Komnas Perempuan lahir sbg buah Reformasi 98, dan sampai hari ini menunjukkan kinerja yg luar biasa melalui keterlibatan, kerja nyata, dan produk2 kajian. Mereka ikut membidani atau mempengaruhi lahirnya berbagai produk legislasi dan kebijakan yg memajukan perempuan; mengadvokasi dan merespon kasus2 kekerasan terhadap perempuan.

Mereka menghimpun dan terus memperbarui data kekerasan terhadap perempuan setiap tahun dan berbagai data terkait lainnya.

Komnas Perempuan adalah ikon bagi Indonesia yang memperhitungkan isu kemanusiaan perempuan

Namun hari-hari terakhir ini kita mendapat khabar bahwa Komnas Perempuan termasuk Komisi yg sedang ditinjau untuk diperhitungkan apakah keberadaannya akan diteruskan atau tidak

Kami mengetuk hati para akademisi untuk menyatakan sikap bahwa kita sangat membutuhkan Komnas Perempuan

Sejumlah akademisi yang memberikan dukungan pada Komnas Perempuan antaralain: Prof. Dr. Sulistyowati Irianto (akademisi UI), Prof Melani Budianta, PhD (UI), Dr. Karlina Supelli (STF Driyarkara), Prof. Dr. Saparinah Sadli (UI), Prof Aquarini Priyatna, Ph.D. (UNPAD), Prof. Dr. Irwanto (Universitas Atmajaya Jakarta), Prof. Muhajir Darwin (UGM)), Prof. P.M. Laksono (UGM), Prof Dr Rodliyah SH MH ( UNRAM), Prof.Dr.Elita Rahmi.SH.M.Hum (Univ Jambi), Prof. Tri Lisiani Prihatinah,S.H.,M.A.,Ph.D (UNSOED), Prof .Dr.H Zaenal Asikin ,SH .SU (UNRAM), Dr. Husain Heriyanto (Universitas Paramadina), Dr. Budhy Munawar Rahman (Nurcholish Madjid Society), Dr. Titiek Kartika Hendrastiti (SDGs Center Universitas Bengkulu) dan akademisi dari berbagai kota di Indonesia.

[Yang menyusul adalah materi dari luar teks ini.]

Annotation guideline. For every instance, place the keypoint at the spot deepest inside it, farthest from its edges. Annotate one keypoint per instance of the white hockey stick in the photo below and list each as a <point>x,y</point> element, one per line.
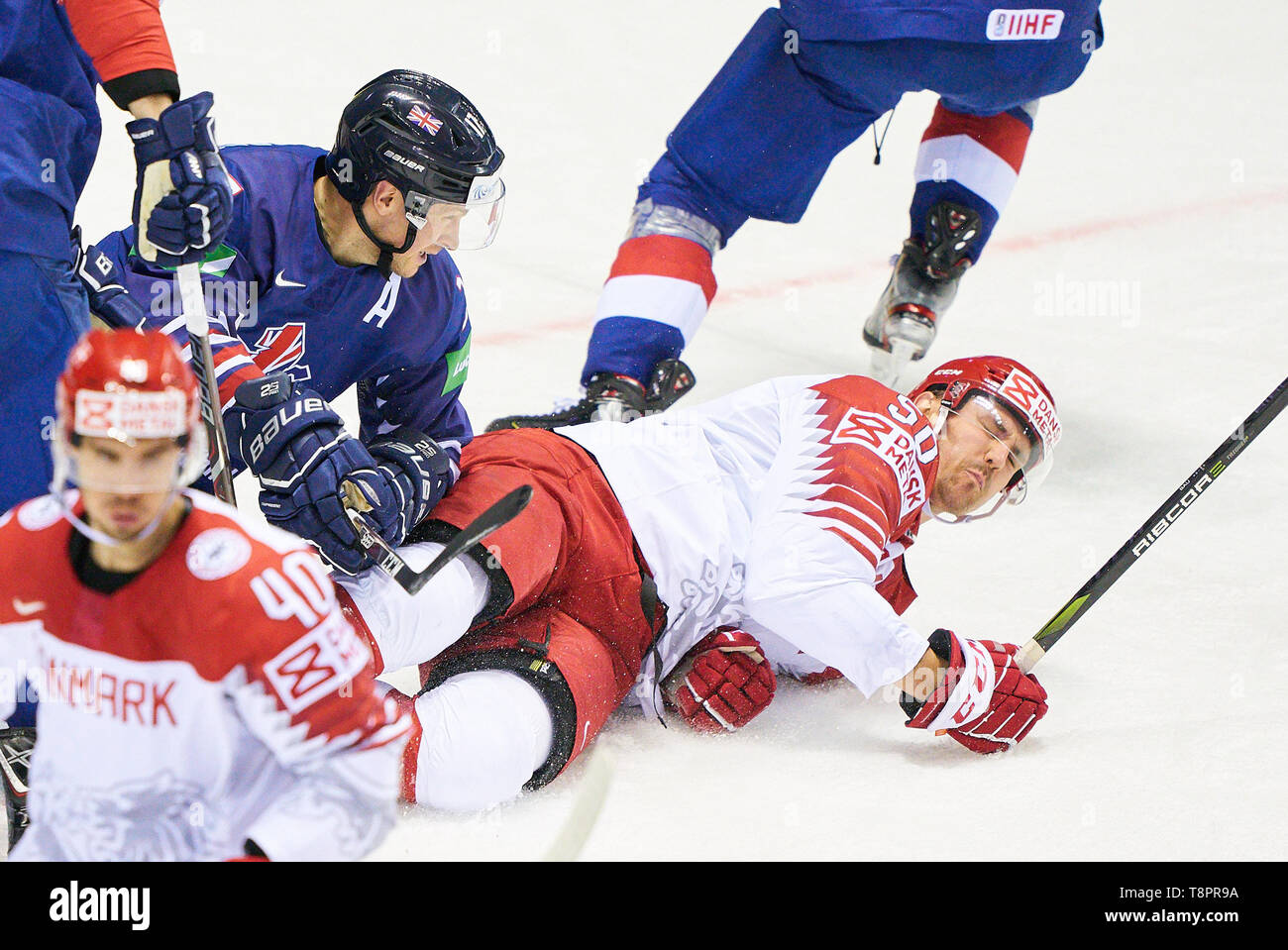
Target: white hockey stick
<point>204,367</point>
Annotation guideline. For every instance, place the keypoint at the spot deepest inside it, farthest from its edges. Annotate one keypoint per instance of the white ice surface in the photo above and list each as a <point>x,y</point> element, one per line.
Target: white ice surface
<point>1162,172</point>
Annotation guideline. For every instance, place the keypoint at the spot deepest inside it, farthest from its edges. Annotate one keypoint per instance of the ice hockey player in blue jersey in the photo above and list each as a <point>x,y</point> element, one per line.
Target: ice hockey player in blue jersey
<point>806,81</point>
<point>334,274</point>
<point>52,55</point>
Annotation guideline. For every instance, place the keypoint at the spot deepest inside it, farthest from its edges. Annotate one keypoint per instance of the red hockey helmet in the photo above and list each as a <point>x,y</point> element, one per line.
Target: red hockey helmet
<point>128,385</point>
<point>1005,382</point>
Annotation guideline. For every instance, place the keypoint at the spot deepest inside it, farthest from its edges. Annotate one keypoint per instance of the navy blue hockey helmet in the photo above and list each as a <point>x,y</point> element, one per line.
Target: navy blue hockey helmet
<point>429,142</point>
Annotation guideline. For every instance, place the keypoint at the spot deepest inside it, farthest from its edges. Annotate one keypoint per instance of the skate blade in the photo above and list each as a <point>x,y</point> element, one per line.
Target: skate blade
<point>888,366</point>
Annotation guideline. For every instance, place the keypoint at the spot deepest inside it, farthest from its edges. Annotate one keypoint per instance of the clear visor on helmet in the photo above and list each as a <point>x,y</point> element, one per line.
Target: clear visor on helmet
<point>468,226</point>
<point>1028,457</point>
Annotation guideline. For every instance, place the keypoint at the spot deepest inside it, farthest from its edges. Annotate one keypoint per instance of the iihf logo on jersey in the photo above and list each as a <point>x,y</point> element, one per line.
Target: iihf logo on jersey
<point>279,349</point>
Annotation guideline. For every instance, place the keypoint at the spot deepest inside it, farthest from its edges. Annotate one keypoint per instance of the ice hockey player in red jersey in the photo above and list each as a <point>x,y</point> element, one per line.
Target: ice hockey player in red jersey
<point>692,555</point>
<point>201,694</point>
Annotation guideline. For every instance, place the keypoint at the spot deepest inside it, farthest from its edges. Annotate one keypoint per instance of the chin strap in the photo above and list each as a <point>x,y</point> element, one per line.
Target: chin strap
<point>386,252</point>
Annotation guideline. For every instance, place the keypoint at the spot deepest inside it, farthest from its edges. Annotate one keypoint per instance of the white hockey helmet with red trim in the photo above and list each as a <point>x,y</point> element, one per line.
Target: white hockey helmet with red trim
<point>128,385</point>
<point>1017,389</point>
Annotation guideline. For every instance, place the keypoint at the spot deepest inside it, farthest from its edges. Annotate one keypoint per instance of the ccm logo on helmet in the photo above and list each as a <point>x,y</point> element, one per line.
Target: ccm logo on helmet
<point>1028,398</point>
<point>408,162</point>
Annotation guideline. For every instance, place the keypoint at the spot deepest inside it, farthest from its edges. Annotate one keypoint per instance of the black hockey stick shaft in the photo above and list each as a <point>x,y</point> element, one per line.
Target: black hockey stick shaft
<point>204,369</point>
<point>393,564</point>
<point>1176,505</point>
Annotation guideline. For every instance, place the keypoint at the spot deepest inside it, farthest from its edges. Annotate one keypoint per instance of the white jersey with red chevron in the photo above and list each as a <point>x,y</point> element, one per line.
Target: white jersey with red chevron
<point>215,697</point>
<point>789,506</point>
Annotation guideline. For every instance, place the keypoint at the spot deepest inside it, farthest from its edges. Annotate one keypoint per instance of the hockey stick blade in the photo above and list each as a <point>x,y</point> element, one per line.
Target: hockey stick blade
<point>1176,505</point>
<point>204,369</point>
<point>393,564</point>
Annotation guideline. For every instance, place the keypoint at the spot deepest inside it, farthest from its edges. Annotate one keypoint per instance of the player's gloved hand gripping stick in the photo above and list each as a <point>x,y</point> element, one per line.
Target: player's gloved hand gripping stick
<point>990,701</point>
<point>391,563</point>
<point>1176,505</point>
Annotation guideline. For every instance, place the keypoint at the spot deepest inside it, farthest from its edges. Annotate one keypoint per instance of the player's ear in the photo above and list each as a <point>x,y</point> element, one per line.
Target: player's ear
<point>928,404</point>
<point>385,200</point>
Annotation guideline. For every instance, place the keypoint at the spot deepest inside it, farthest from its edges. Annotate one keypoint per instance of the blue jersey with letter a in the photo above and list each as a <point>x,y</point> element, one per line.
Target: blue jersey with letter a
<point>279,303</point>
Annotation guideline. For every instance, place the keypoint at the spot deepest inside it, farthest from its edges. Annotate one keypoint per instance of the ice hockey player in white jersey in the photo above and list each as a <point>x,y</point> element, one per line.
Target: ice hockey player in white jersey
<point>201,694</point>
<point>695,553</point>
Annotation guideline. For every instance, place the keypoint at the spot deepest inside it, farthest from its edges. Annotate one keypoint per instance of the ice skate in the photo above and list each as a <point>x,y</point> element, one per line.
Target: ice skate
<point>923,283</point>
<point>612,396</point>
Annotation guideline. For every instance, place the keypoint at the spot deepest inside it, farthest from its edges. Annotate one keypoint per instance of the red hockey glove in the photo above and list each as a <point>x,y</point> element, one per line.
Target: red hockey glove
<point>986,701</point>
<point>722,683</point>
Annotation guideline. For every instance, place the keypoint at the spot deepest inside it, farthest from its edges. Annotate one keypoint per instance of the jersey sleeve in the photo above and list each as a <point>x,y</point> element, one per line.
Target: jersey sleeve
<point>846,479</point>
<point>128,43</point>
<point>227,293</point>
<point>426,398</point>
<point>310,696</point>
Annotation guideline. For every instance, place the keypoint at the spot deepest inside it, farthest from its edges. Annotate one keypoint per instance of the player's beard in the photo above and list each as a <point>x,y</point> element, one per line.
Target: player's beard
<point>962,489</point>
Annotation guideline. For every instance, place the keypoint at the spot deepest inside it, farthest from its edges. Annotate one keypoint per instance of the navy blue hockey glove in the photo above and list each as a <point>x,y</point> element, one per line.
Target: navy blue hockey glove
<point>183,201</point>
<point>295,444</point>
<point>108,300</point>
<point>419,470</point>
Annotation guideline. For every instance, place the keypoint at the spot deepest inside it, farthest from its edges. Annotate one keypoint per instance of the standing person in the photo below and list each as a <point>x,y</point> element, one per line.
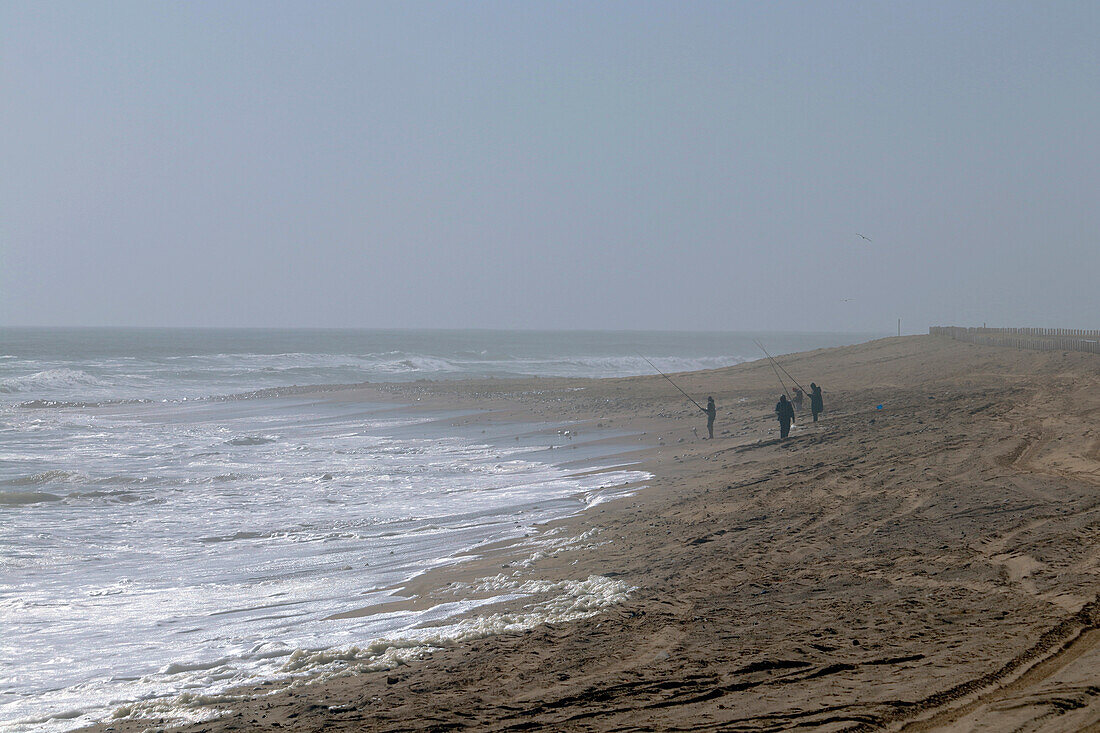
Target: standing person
<point>816,405</point>
<point>785,414</point>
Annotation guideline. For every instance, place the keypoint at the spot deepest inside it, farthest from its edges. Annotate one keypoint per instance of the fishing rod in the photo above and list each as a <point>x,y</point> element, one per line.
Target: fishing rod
<point>776,363</point>
<point>671,382</point>
<point>781,383</point>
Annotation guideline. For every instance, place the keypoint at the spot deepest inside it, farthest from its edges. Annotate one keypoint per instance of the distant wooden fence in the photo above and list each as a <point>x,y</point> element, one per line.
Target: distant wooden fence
<point>1038,339</point>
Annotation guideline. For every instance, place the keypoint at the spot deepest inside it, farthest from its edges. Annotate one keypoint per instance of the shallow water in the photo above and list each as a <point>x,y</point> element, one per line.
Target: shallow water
<point>157,545</point>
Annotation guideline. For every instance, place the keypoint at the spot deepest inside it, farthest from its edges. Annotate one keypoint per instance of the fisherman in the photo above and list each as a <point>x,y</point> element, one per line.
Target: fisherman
<point>816,405</point>
<point>785,414</point>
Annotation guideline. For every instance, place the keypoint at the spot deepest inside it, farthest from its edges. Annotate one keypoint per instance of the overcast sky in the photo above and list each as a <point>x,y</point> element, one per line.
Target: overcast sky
<point>680,165</point>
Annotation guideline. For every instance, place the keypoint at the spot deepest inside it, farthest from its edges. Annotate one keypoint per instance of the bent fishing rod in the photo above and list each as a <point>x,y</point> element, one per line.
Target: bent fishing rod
<point>781,383</point>
<point>671,382</point>
<point>776,363</point>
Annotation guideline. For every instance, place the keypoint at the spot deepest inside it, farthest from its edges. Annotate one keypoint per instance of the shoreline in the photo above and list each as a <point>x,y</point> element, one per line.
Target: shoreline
<point>842,579</point>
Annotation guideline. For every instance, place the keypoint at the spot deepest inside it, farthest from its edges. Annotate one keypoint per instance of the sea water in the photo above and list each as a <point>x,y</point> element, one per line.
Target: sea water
<point>178,516</point>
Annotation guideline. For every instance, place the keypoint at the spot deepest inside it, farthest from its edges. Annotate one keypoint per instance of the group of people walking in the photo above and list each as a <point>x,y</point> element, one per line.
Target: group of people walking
<point>784,409</point>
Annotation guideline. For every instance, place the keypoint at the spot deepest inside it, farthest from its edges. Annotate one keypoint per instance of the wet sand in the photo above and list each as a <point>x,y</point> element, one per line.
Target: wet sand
<point>932,565</point>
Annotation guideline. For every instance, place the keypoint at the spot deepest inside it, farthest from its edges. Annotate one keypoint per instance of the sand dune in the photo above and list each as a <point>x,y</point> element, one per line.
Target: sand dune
<point>932,565</point>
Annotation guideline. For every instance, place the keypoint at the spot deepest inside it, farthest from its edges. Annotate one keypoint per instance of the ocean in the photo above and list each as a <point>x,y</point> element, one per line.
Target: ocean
<point>179,515</point>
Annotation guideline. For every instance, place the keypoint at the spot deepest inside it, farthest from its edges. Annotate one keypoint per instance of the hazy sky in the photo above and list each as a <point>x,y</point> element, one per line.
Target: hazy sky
<point>680,165</point>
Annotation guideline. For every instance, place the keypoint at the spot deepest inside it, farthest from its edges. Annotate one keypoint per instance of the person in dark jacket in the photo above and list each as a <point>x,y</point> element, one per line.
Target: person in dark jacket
<point>785,414</point>
<point>816,405</point>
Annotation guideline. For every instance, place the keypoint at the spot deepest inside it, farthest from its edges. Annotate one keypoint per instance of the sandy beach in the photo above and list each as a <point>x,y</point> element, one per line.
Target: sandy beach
<point>931,564</point>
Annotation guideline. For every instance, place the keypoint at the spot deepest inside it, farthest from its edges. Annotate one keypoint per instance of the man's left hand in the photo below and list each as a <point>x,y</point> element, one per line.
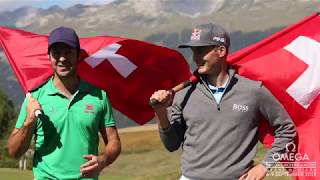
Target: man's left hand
<point>93,167</point>
<point>258,172</point>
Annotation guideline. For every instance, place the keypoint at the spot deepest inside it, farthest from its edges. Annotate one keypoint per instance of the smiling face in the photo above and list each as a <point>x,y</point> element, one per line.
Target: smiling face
<point>64,60</point>
<point>207,58</point>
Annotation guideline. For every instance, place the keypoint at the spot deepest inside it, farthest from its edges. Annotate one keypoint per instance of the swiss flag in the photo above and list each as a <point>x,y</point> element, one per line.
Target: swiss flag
<point>129,70</point>
<point>288,63</point>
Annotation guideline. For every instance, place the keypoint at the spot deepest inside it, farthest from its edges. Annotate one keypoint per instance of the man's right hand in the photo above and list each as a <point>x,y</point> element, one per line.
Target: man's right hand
<point>32,106</point>
<point>164,98</point>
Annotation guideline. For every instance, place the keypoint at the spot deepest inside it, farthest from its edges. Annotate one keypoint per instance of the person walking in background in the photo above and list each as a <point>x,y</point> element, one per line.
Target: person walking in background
<point>73,114</point>
<point>215,121</point>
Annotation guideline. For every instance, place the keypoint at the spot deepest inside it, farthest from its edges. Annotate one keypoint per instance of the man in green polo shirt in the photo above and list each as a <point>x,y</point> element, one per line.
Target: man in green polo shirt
<point>73,114</point>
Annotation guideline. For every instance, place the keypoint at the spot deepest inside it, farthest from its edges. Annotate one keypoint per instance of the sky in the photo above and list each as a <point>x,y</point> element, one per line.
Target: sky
<point>9,5</point>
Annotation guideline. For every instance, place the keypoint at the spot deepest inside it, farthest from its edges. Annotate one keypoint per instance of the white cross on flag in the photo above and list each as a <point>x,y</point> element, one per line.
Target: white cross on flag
<point>288,63</point>
<point>129,70</point>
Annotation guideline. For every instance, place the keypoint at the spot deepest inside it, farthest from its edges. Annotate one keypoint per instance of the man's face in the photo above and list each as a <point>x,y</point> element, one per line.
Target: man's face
<point>206,58</point>
<point>64,59</point>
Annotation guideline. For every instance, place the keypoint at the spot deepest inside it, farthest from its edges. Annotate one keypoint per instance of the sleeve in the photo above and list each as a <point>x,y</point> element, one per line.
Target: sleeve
<point>108,119</point>
<point>22,115</point>
<point>173,136</point>
<point>279,119</point>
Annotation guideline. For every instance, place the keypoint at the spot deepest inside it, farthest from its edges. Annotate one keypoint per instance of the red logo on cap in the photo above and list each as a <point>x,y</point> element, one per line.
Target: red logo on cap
<point>196,34</point>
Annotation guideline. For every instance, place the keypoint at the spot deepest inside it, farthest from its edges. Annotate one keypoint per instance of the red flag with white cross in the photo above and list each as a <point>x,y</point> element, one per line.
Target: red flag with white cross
<point>288,63</point>
<point>129,70</point>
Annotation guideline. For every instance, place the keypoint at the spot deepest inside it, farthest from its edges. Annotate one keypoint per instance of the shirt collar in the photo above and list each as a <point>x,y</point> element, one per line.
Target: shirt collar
<point>215,88</point>
<point>52,90</point>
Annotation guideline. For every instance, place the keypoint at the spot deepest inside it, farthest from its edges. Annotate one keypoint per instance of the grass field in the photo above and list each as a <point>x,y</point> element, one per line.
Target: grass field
<point>143,158</point>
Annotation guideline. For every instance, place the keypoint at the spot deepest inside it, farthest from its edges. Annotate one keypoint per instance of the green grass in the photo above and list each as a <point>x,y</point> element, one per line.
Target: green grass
<point>143,158</point>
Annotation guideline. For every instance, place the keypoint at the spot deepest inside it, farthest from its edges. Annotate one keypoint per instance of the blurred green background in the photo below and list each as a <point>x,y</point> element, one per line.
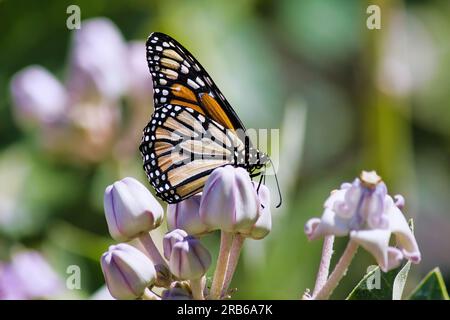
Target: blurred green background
<point>345,98</point>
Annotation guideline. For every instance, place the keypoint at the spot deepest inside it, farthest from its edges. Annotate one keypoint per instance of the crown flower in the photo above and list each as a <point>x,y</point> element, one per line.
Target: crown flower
<point>127,271</point>
<point>229,201</point>
<point>186,215</point>
<point>364,211</point>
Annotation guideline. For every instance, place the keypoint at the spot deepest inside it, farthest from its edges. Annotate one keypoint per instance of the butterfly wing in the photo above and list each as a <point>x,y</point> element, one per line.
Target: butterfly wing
<point>181,147</point>
<point>178,78</point>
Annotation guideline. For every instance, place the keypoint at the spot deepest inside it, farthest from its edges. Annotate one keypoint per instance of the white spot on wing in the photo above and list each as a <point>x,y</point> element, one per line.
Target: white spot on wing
<point>193,84</point>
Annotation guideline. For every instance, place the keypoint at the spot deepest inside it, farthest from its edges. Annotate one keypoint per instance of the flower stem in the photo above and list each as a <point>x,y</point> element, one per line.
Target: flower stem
<point>236,247</point>
<point>324,267</point>
<point>338,273</point>
<point>152,250</point>
<point>197,287</point>
<point>221,267</point>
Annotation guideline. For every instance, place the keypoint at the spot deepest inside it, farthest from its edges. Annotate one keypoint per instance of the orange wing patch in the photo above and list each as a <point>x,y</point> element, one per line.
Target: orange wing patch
<point>215,110</point>
<point>181,91</point>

Sebelumnya, sejumlah berita juga menuliskan rencana soal pembubaran 18 lembaga. Berita dalam Kompas.com misalnya menyebutkan tentang 18 lembaga akan dibubarkan, namun jika kita baca beritanya, tidak ada kalimat atau wawancara yang menyebutkan bahwa akan ada 18 lembaga yang akan dibubarkan. Berita ini menimbulkan kesimpangsiuran di sejumlah group sosial media aktivis perempuan.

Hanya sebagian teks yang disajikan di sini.